Any organization with several hundred people is bound to have at least a couple of innovators. There are always people curious enough to poke their way into new discoveries, like the titmice finding their cream. However, keeping a few innovators on hands is not enough, in itself, for institutional learning. The organization must leave space for them, so that they do not feel squelched and their innovations have time to develop.

As with the titmouse’s innovation, when it learned to siphon cream from English milk bottles, a well-designed program of development can have evolutionary effect. The innovation spreads rapidly through the organization, without being commanded to spread. Somehow, people just seem to know what to do. They gain and spread the knowledge because they have been given structures that encourage flocking.

Each employee has an ultimate potential, and as a self-perpetuating work community it is in the company’s interests to help the individual reach that potential. Thus, people move from job to job, within the enterprise – in part so they accumulate the maximum experience available during a working life and in part so that, through “flocking,” the organization gains from their experiences.

Most innovative companies are run by teams. This is because teams have a higher capacity to learn than individuals. In fact, in most companies with a certain degree of complexity, most decisions are made by teams. The capacity for a management team’s learning is influenced by the way team is defined. It should include all the people who together have the power to act on their common interest. Ideally, a management team at any level of the company should include all people who are necessary for the implementation of that team’s decisions. They should be able to work together on common problems, each with his or her individual contribution and technical specialty. This should be an ideal “flock.”

As in bird species, the resulting social transmission will be different in a territorial company. Both the territorial and the flocking company may employ equally innovative individuals, but the chances that the innovative ideas will become company policy are much reduced in the territorial company.

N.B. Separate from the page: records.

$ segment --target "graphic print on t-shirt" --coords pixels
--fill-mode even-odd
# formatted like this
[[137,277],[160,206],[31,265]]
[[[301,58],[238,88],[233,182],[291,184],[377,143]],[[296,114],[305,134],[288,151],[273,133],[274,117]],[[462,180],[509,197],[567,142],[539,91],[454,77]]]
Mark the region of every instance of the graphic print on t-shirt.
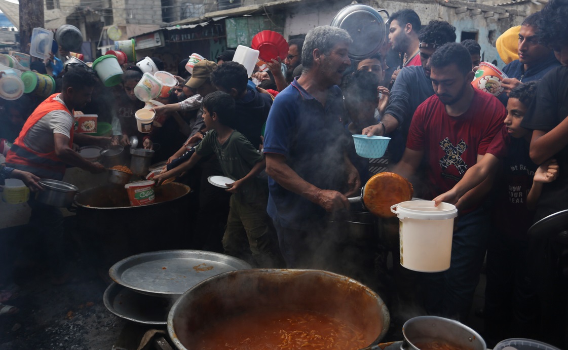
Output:
[[467,165],[461,157],[462,153],[467,149],[467,145],[466,144],[463,139],[457,145],[454,146],[450,142],[450,139],[446,138],[440,141],[440,146],[446,152],[446,155],[440,160],[440,166],[442,170],[452,165],[456,166],[456,168],[460,172],[460,175],[467,170]]

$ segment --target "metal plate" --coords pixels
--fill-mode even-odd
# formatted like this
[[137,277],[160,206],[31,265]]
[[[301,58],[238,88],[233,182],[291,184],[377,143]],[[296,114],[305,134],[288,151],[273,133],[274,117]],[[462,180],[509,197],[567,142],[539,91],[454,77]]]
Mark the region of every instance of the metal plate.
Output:
[[215,275],[251,268],[241,259],[204,251],[143,253],[120,260],[108,274],[118,284],[153,296],[180,295]]
[[385,20],[379,14],[384,10],[360,3],[347,5],[337,12],[331,25],[344,29],[349,34],[353,43],[348,55],[352,60],[363,60],[373,56],[381,48],[386,38]]
[[113,282],[105,291],[103,301],[119,317],[144,324],[165,325],[176,299],[150,297]]
[[550,214],[541,219],[529,228],[528,235],[556,238],[568,241],[568,209]]

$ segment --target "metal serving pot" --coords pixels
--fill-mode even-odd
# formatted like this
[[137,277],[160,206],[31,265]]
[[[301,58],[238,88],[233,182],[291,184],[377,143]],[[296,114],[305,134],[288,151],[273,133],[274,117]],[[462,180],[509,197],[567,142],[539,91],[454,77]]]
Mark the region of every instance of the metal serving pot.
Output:
[[54,207],[66,207],[70,206],[79,191],[79,189],[70,184],[49,178],[40,180],[39,184],[44,190],[37,192],[36,200]]
[[123,151],[124,148],[118,145],[103,149],[101,151],[101,162],[106,168],[112,168],[115,165],[124,165]]
[[191,288],[172,307],[168,332],[180,350],[197,349],[195,336],[216,320],[244,311],[283,309],[332,315],[361,332],[369,344],[390,323],[381,297],[349,277],[319,270],[231,271]]
[[436,316],[419,316],[410,319],[402,327],[404,336],[403,350],[420,350],[417,342],[447,343],[460,349],[486,350],[481,336],[467,326],[454,320]]
[[145,176],[148,174],[148,168],[152,164],[152,157],[154,152],[151,149],[144,148],[131,148],[130,154],[132,155],[130,160],[130,170],[135,175]]

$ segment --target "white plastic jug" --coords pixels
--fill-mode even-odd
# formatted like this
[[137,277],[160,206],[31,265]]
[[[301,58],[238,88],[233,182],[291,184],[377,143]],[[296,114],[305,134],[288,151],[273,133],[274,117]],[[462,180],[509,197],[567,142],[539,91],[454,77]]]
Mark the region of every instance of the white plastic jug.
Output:
[[391,206],[391,211],[400,221],[400,265],[420,272],[450,268],[454,218],[458,216],[455,206],[408,201]]
[[249,77],[252,75],[254,70],[254,65],[258,60],[258,50],[255,50],[246,46],[239,45],[235,51],[233,61],[238,62],[247,68],[247,73]]

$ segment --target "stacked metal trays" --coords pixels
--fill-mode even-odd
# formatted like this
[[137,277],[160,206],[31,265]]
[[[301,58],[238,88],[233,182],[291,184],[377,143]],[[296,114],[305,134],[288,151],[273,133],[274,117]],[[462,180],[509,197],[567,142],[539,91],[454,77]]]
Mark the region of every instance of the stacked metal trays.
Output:
[[108,271],[114,282],[105,291],[105,306],[119,317],[165,325],[171,306],[186,290],[220,273],[251,268],[224,254],[195,250],[143,253],[116,262]]

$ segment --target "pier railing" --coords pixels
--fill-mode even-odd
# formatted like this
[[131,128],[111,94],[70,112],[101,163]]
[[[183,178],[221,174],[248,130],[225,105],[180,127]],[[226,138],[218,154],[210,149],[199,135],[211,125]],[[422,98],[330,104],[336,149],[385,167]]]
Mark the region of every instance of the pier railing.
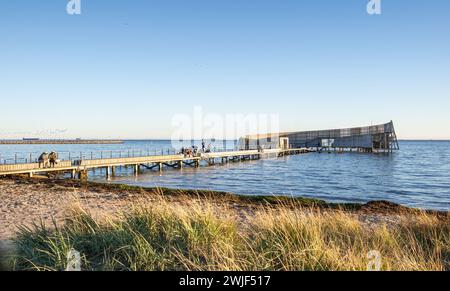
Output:
[[[235,149],[233,149],[235,150]],[[201,151],[201,150],[200,150]],[[211,152],[221,153],[230,151],[230,149],[217,148],[211,149]],[[121,159],[121,158],[139,158],[151,156],[170,156],[181,153],[181,150],[173,148],[165,149],[130,149],[130,150],[111,150],[111,151],[87,151],[87,152],[57,152],[58,159],[61,162],[75,162],[98,159]],[[21,165],[37,163],[42,153],[13,153],[8,155],[0,154],[0,165]]]

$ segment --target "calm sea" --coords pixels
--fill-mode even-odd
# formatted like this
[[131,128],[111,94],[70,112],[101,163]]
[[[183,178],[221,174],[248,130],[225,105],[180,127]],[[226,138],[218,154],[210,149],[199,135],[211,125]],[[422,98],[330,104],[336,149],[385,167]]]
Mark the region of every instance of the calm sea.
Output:
[[[217,148],[222,142],[215,143]],[[234,147],[233,142],[227,148]],[[405,206],[450,211],[450,141],[402,141],[390,156],[311,153],[205,168],[144,171],[123,169],[110,183],[148,187],[211,189],[244,195],[292,195],[329,202],[389,200]],[[115,155],[117,151],[161,152],[169,141],[127,141],[122,145],[0,145],[0,159],[56,150],[66,155]],[[105,181],[100,170],[90,176]]]

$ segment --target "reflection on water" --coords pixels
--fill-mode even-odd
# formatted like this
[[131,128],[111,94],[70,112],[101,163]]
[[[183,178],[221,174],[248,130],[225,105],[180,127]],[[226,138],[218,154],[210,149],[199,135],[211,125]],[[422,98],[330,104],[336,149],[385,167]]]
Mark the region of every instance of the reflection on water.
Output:
[[[164,145],[168,142],[152,144]],[[120,146],[138,149],[150,144],[127,142]],[[123,168],[110,182],[246,195],[298,195],[331,202],[389,200],[450,210],[450,142],[405,141],[400,146],[401,150],[390,156],[312,153],[181,171],[167,169],[162,174],[143,170],[137,177],[131,168]],[[97,170],[91,179],[105,181],[104,173]]]

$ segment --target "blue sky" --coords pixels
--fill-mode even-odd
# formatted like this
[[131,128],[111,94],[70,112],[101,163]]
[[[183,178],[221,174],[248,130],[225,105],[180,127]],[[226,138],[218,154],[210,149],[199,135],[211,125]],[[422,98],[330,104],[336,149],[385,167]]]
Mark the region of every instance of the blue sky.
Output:
[[168,138],[199,105],[450,139],[448,0],[67,2],[0,2],[0,138]]

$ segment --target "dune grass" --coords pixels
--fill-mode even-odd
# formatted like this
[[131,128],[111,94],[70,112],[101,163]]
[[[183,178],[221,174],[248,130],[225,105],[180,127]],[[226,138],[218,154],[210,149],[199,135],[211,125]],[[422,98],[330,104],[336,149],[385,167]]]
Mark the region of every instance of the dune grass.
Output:
[[64,270],[71,249],[83,270],[449,270],[450,225],[430,214],[368,227],[343,211],[295,202],[247,212],[192,197],[160,197],[94,218],[75,208],[65,224],[22,228],[17,270]]

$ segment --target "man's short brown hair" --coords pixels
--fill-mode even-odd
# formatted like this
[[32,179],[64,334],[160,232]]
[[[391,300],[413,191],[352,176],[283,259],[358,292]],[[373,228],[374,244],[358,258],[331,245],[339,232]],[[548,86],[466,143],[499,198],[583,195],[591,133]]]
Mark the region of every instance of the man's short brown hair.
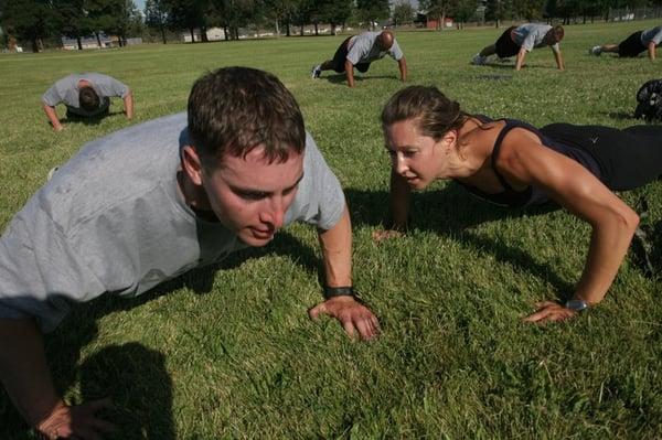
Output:
[[292,94],[267,72],[223,67],[199,78],[189,96],[189,136],[203,165],[263,147],[269,161],[302,153],[306,130]]
[[102,100],[94,88],[89,86],[81,87],[78,90],[78,105],[85,111],[94,112],[99,109]]

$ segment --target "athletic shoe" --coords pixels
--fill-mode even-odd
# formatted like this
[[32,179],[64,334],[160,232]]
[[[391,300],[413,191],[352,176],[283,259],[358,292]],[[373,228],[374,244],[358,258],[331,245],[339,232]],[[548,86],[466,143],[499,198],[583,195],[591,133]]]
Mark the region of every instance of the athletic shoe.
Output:
[[471,64],[477,65],[477,66],[482,66],[488,62],[488,57],[487,56],[481,56],[479,53],[477,53],[476,55],[473,55],[473,58],[471,58]]
[[53,175],[55,174],[55,172],[60,170],[60,167],[53,167],[51,169],[51,171],[49,171],[49,175],[46,175],[46,182],[50,181],[51,179],[53,179]]

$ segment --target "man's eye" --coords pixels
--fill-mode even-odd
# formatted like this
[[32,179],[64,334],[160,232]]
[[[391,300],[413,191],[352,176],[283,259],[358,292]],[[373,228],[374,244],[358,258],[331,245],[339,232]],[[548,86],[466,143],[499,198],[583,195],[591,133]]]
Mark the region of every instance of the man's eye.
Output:
[[239,197],[245,200],[263,200],[267,196],[265,193],[254,193],[254,192],[239,192]]

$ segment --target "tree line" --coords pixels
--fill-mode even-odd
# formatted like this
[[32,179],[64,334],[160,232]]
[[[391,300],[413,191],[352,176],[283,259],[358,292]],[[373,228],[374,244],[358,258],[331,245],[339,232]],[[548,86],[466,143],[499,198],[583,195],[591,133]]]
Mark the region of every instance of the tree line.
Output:
[[[456,23],[504,20],[562,20],[604,18],[613,9],[662,7],[662,0],[419,0],[419,9],[439,25],[452,17]],[[0,26],[4,45],[9,39],[29,42],[34,52],[46,39],[67,36],[77,41],[94,35],[127,36],[153,32],[163,43],[172,32],[195,31],[206,41],[206,30],[223,28],[226,40],[239,37],[245,28],[273,30],[276,34],[303,34],[305,26],[329,25],[331,33],[348,22],[374,28],[389,19],[393,24],[413,22],[409,0],[147,0],[138,11],[132,0],[0,0]]]

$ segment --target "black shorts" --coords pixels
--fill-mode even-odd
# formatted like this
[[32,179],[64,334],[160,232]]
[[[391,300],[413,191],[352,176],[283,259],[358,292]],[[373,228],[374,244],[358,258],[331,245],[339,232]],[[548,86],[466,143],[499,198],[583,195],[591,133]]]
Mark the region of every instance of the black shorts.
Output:
[[501,34],[499,40],[496,40],[496,43],[494,44],[494,46],[496,47],[496,55],[500,58],[508,58],[510,56],[515,56],[520,52],[520,49],[522,49],[522,46],[516,44],[513,41],[513,39],[510,36],[511,31],[515,28],[517,28],[517,26],[510,26],[509,29],[503,31],[503,33]]
[[[344,72],[344,63],[348,60],[348,52],[349,52],[348,45],[350,44],[351,39],[352,39],[351,36],[346,37],[345,41],[343,41],[340,44],[340,46],[338,47],[338,51],[335,51],[335,54],[333,55],[333,69],[337,73]],[[359,63],[354,67],[356,67],[356,69],[359,72],[365,73],[370,68],[370,63]]]
[[634,32],[632,35],[621,41],[618,44],[618,56],[633,58],[645,51],[647,47],[641,44],[641,33],[642,31]]
[[610,190],[633,190],[662,176],[662,126],[619,130],[552,124],[541,128],[541,132],[588,151],[600,167],[600,180]]

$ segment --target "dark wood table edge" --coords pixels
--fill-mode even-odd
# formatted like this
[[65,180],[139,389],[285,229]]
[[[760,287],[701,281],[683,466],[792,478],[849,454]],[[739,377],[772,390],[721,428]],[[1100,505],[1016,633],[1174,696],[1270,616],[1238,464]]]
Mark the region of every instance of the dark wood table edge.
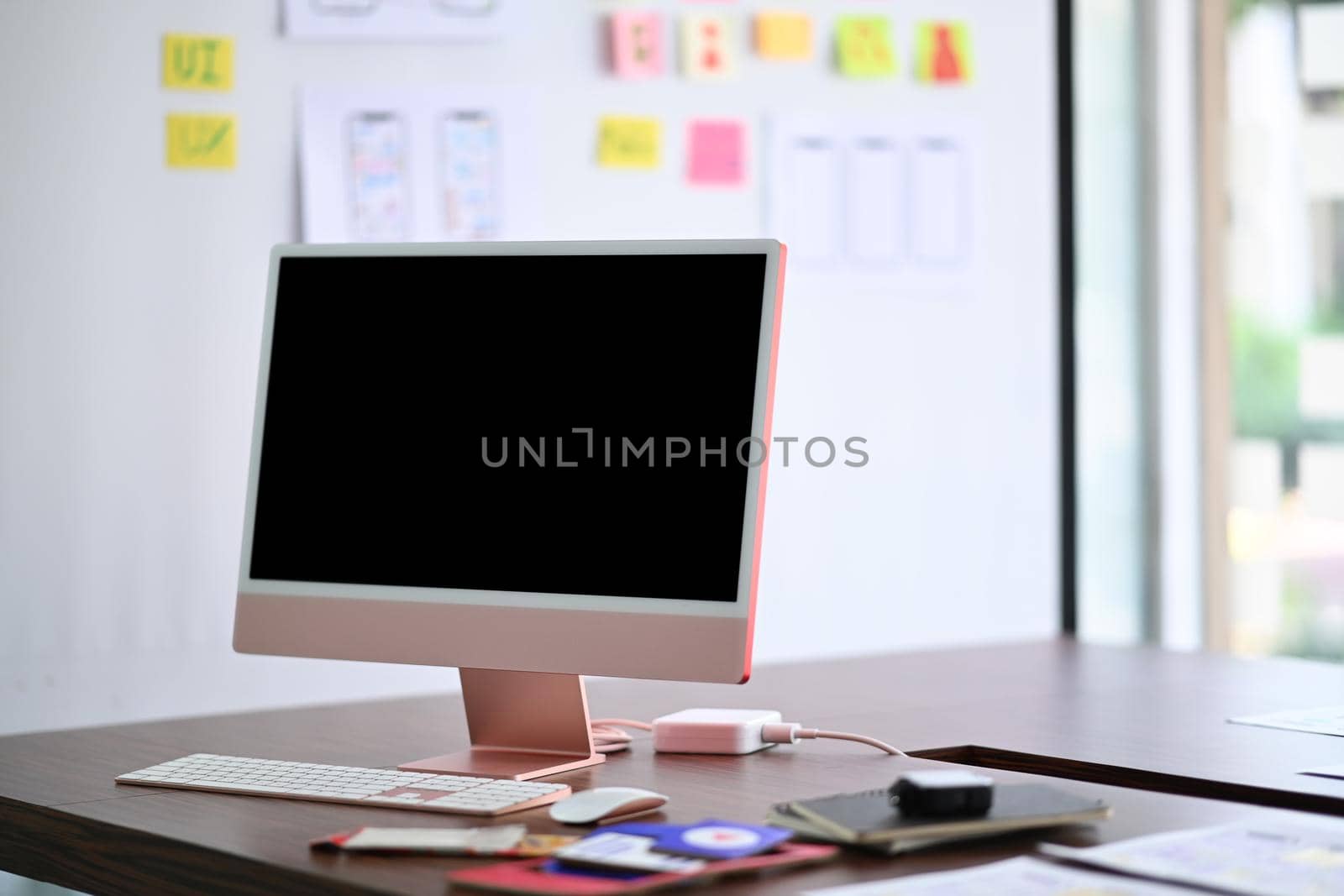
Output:
[[[116,798],[114,798],[116,799]],[[94,893],[284,893],[367,896],[368,884],[343,881],[83,818],[59,806],[0,797],[0,868]],[[133,856],[132,861],[126,857]]]
[[1211,778],[1195,778],[1189,775],[1172,775],[1161,771],[1148,771],[1144,768],[1126,768],[1124,766],[1109,766],[1105,763],[1082,762],[1060,756],[1000,750],[997,747],[985,747],[981,744],[915,750],[911,751],[910,755],[919,759],[937,759],[939,762],[950,762],[960,766],[1001,768],[1004,771],[1024,771],[1032,775],[1067,778],[1070,780],[1085,780],[1093,785],[1109,785],[1111,787],[1150,790],[1176,797],[1199,797],[1203,799],[1220,799],[1224,802],[1245,803],[1250,806],[1265,806],[1267,809],[1294,809],[1297,811],[1310,811],[1325,815],[1344,815],[1344,799],[1325,794],[1275,790],[1273,787],[1239,785],[1234,782],[1214,780]]

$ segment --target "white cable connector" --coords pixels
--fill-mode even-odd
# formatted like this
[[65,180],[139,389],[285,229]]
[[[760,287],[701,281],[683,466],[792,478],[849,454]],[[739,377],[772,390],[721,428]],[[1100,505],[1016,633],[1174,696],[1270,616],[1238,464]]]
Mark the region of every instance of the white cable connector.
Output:
[[657,752],[742,755],[774,744],[829,737],[876,747],[892,756],[906,755],[876,737],[852,735],[844,731],[804,728],[794,721],[784,721],[780,713],[773,709],[683,709],[659,716],[653,724],[632,719],[594,719],[594,750],[598,752],[628,750],[632,737],[621,728],[652,731],[653,750]]
[[832,740],[852,740],[855,743],[876,747],[878,750],[891,754],[892,756],[906,755],[883,740],[878,740],[876,737],[867,737],[864,735],[851,735],[844,731],[823,731],[821,728],[804,728],[796,721],[774,721],[761,725],[761,740],[771,744],[796,744],[800,740],[808,740],[812,737],[831,737]]

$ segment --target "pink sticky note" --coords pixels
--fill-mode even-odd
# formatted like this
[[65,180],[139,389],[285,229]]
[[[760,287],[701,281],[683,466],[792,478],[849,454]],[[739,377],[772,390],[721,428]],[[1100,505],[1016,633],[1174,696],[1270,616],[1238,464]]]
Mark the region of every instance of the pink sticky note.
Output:
[[618,78],[655,78],[663,74],[660,13],[612,13],[612,69]]
[[741,185],[746,177],[745,137],[741,121],[692,121],[687,180],[711,187]]

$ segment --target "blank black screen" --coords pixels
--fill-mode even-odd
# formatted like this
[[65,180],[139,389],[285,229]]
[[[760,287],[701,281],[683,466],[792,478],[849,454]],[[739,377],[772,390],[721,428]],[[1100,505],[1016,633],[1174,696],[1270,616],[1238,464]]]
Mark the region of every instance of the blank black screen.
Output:
[[734,600],[765,265],[282,259],[251,576]]

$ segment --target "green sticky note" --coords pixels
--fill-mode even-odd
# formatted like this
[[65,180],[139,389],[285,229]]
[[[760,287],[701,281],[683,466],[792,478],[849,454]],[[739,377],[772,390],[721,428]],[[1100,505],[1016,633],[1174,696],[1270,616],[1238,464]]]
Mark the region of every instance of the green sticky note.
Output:
[[890,78],[896,52],[887,16],[840,16],[836,20],[836,60],[847,78]]

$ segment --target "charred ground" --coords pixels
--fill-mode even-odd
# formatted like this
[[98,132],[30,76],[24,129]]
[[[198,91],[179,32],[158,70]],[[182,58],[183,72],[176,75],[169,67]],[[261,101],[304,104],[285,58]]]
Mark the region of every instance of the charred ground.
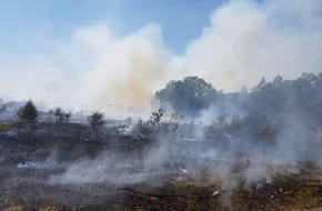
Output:
[[[194,163],[197,167],[199,158],[177,154],[174,159],[151,167],[148,177],[137,180],[138,172],[147,172],[142,164],[145,159],[142,154],[159,148],[159,144],[153,140],[147,141],[133,135],[117,134],[113,131],[105,133],[100,141],[71,138],[47,140],[36,134],[31,140],[26,140],[1,135],[0,209],[7,211],[322,209],[322,174],[319,171],[276,173],[270,181],[246,183],[240,173],[243,171],[242,167],[231,169],[231,181],[223,181],[221,177],[208,171],[205,165],[195,168],[195,171],[187,167],[187,163]],[[201,143],[188,144],[198,148]],[[113,158],[107,163],[110,165],[107,169],[114,169],[118,171],[114,177],[125,174],[125,180],[133,179],[133,182],[95,178],[88,182],[52,180],[54,175],[66,173],[73,163],[102,158],[101,154],[107,154],[107,151]],[[241,164],[248,163],[243,155],[240,155],[240,160]],[[125,161],[135,162],[121,170],[114,167]],[[207,163],[220,165],[222,162],[229,161],[209,159]],[[107,174],[110,173],[108,170],[104,171]],[[125,171],[132,172],[133,177]],[[235,185],[227,185],[225,182],[235,182]]]

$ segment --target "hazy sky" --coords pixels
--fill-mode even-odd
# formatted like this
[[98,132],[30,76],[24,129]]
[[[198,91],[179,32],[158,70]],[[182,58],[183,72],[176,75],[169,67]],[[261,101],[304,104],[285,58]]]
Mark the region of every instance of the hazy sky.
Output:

Some cultures are like songbirds: they can learn to flock more easily because they have institutional learning bred into them, whereas other companies are more like mollusks. But human organizations have resources for evolution. And even if they are not participated in designing a company from its birth, many managers will find themselves in a position with influence on some part of the business. From there, they can begin to remodel the company’s structures and policies in a way that facilitates flocking and improves the company’s ability to learn.

Innovation and flocking require organizational space – freedom from control, from direction, and from punishment from failures. Experiments must take place with relative safety. Conversation must be free and candid, without fear of reprisal. Employee movements must be largely self-determined; no one can “command” a bird to flock in a certain direction, because the travel pattern of the flock emerges from its own movement. To behave with ecological concern often requires a leap of faith: that you will be better protected by harmony and flocking than by territoriality and force of will. The cost of maintaining a company without flocking and innovation, where every adaptation had to be ordered from the highest levels of the hierarchy, was too big.